|Publication number||US6015549 A|
|Application number||US 09/061,948|
|Publication date||Jan 18, 2000|
|Filing date||Apr 17, 1998|
|Priority date||Apr 17, 1998|
|Publication number||061948, 09061948, US 6015549 A, US 6015549A, US-A-6015549, US6015549 A, US6015549A|
|Inventors||George F. Cowperthwaite, Allen D. Johnston, Susan C. Sheariss|
|Original Assignee||Esschem, Inc.|
|Export Citation||BiBTeX, EndNote, RefMan|
|Patent Citations (15), Non-Patent Citations (2), Referenced by (16), Classifications (5), Legal Events (6)|
|External Links: USPTO, USPTO Assignment, Espacenet|
This application is copending with a technologically related application Ser. No. 09/010,261, filed Jan. 21, 1998, the entire disclosure of which is incorporated by reference herein for all purposes.

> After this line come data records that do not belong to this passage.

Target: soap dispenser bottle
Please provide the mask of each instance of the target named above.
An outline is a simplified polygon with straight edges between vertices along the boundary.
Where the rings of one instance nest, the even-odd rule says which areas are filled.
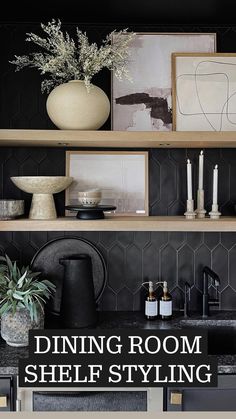
[[[153,282],[143,282],[142,285],[146,288],[148,284],[148,294],[145,299],[145,317],[147,320],[155,320],[157,318],[157,298],[154,294]]]
[[[167,282],[163,282],[163,294],[159,301],[159,314],[162,320],[169,320],[172,317],[172,297],[168,292]]]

This invention relates to a method for improving the adhesion of monomeric and/or polymeric materials to keratinaceous substrates which substrates contain a major amount of alpha-keratin. An aspect of this invention relates to methods for reshaping essentially rigid keratinaceous surfaces such as nail plates wherein adhesion of the reshaping material is improved through the use of an adhesion-promoting treatment. Still another aspect of this invention relates to a kit for nail reshaping (e.g. nail extension) which includes an adhesion-promoting composition.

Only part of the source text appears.